Kail pointed out that the rationale for Biden’s policies is concern about emissions, but natural gas has played a key role in the U.S. being a leader in emissions reductions — while maintaining a high GDP. The ability to export American LNG, he said, also displaces the use of coal in Europe, which increases the emissions-reduction impact globally.

“Democrats have embraced this phony narrative, where the only way to reduce emissions is to use Chinese-produced energy that has a massive carbon footprint when it's made, and to prop up those industries instead of using our own natural resources that are in fact reducing our carbon emissions,” Kail said.

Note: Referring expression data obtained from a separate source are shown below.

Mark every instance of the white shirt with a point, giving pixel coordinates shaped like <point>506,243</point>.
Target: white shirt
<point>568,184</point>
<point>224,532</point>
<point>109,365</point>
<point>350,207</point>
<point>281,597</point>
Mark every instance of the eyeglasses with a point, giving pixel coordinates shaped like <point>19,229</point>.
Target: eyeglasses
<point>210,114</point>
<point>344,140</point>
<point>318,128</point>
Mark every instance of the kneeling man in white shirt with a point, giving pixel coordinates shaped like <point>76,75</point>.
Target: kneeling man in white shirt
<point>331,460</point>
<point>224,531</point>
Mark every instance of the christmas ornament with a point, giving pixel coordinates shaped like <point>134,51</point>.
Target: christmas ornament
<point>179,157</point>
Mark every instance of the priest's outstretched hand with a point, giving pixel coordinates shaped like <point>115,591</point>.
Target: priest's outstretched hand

The Pennsylvania Republican said that in terms of rhetoric, natural gas is a nonpartisan issue. But when it comes to actions, Kail said, it becomes partisan. “The Democrat party knows that it's political suicide to go against energy industry in Pennsylvania. So they act like they support it during campaign time. But they do nothing to support the industry or to celebrate or leverage the industry to get the most out of it,” he said.

Biden campaigned for the 2020 election on a promise to “end fossil fuels.” On his campaign stop in Pennsylvania Wednesday, Biden spoke of advancing manufacturing in clean energy in the U.S. He made no mention of natural gas, and he mentioned oil when talking about how his father worked in the industry. We’ll find out in November if Pennsylvania voters were sold on the promises.